Geben und nehmen - Merkel in der Türkei

, von  Jonathan Ulrich

Geben und nehmen - Merkel in der Türkei
Die Beziehungen zwischen der EU und der Türkei stehen durch den Flüchtlingszustrom nach Europa im Fokus. Foto: Pixabay / PublicDomainPictures / CC0 1.0 Universell (CC0 1.0) Public Domain Dedication

Liegt die Lösung für das Flüchtlingsproblem am Bosporus? Angela Merkel sucht notgedrungen die Zusammenarbeit mit der Türkei und muss dafür Zugeständnisse machen. Die Kooperation mit Erdogan kann jedoch nur ein Teilaspekt der Lösung der Flüchtlingskrise sein - und mündet nicht zwangsläufig in einer besseren EU-Beitrittsperspektive für die Türkei.

Merkels Not

Der innenpolitische Druck auf Angela Merkel wächst. Nicht nur am rechten Rand des politischen Spektrums wird Kritik an ihrer Flüchtlingspolitik geäußert. Deutschland steht vor einer großen Aufgabe, die nicht alleine zu lösen ist. Rufe von europäischen Politikern wie Martin Schulz oder Guy Verhofstadt nach einer gemeinsamen europäischen Flüchtlingspolitik verhallen wirkungslos zwischen populistischen Parolen und nationalstaatlichem Denken. Deshalb kommt Angela Merkels Hilfeersuchen in der Türkei keinesfalls unerwartet.

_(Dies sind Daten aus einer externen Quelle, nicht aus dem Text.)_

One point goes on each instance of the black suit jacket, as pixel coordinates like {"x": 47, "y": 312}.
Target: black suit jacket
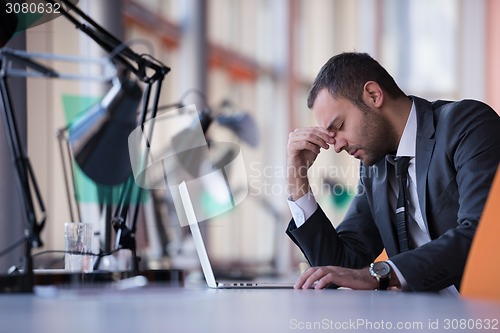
{"x": 457, "y": 154}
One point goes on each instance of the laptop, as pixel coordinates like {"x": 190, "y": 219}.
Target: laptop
{"x": 203, "y": 254}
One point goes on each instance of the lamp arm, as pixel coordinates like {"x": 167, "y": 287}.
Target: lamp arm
{"x": 37, "y": 69}
{"x": 137, "y": 64}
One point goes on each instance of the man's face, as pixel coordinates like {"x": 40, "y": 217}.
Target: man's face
{"x": 366, "y": 136}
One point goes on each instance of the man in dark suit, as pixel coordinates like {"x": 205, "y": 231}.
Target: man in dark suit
{"x": 453, "y": 150}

Lösungen in der Flüchtlingskrise gesucht

Solange keine Lösung für den syrischen Bürgerkrieg in Sicht ist, werden die Menschen dort weiter ihr Heil in der Flucht suchen. Noch befinden sich die meisten in den Nachbarländern Syriens. Mehr als zwei Millionen Menschen leben alleine in den Flüchtlingslagern entlang der irakischen und syrischen Grenze in der Türkei. Für die Unterbringung und Versorgung dieser Menschen hat Angela Merkel der Türkei finanzielle Unterstützung durch die EU versprochen. Von bis zu drei Milliarden Euro ist die Rede. Eine Aufwertung der Lebensbedingungen in den Nachbarländern Syriens ist ein erster Schritt in die richtige Richtung. Ob verbesserte Lebensbedingungen alleine reichen, um die Menschen in der Türkei zu halten oder ob die langfristig verlockenderen Zukunftsperspektiven die Menschen weiterhin nach Europa ziehen, bleibt abzuwarten. An einer gemeinsamen europäischen Lösung für die Unterbringung und Versorgung von Flüchtlingen innerhalb der EU werden die Mitgliedsstaaten durch eine vertiefte Kooperation mit der Türkei dennoch nicht vorbei kommen.

EU-Beitritt der Türkei

Darüber hinaus versprach Merkel die festgefahrenen Beitrittsverhandlungen zwischen EU und Türkei wiederzubeleben. Ob dies die Türkei näher an eine EU Mitgliedschaft bringt ist zweifelhaft. Das Thema der nächsten Verhandlungsrunde ist die Wirtschafts- und Währungspolitik. Die Differenzen hier sind nicht entscheidend für den EU-Beitritt der Türkei. Erst die Verhandlungen über die Kapitel 23 und 24 des Beitrittsvertrags, in denen Themen wie Grundrechte, Justiz, Sicherheit, Freiheit und Recht behandelt werden, werden zeigen ob beide Seiten für einen Betritt bereit sind. Themen wie der ungelöste Kurdenkonflikt, die langsame Islamisierung der Türkei oder die Pressefreiheit werfen Fragen auf. Ganz davon abgesehen kann man annehmen, dass die Aussicht auf eine näher rückende Aufnahme eines muslimischen Landes in die EU Wasser auf den Mühlen der immer stärker werdenden rechtspopulistischen Parteien in Europa ist. Ein Beitritt der Türkei zur EU ist durch Merkels Besuch nicht näher gerückt.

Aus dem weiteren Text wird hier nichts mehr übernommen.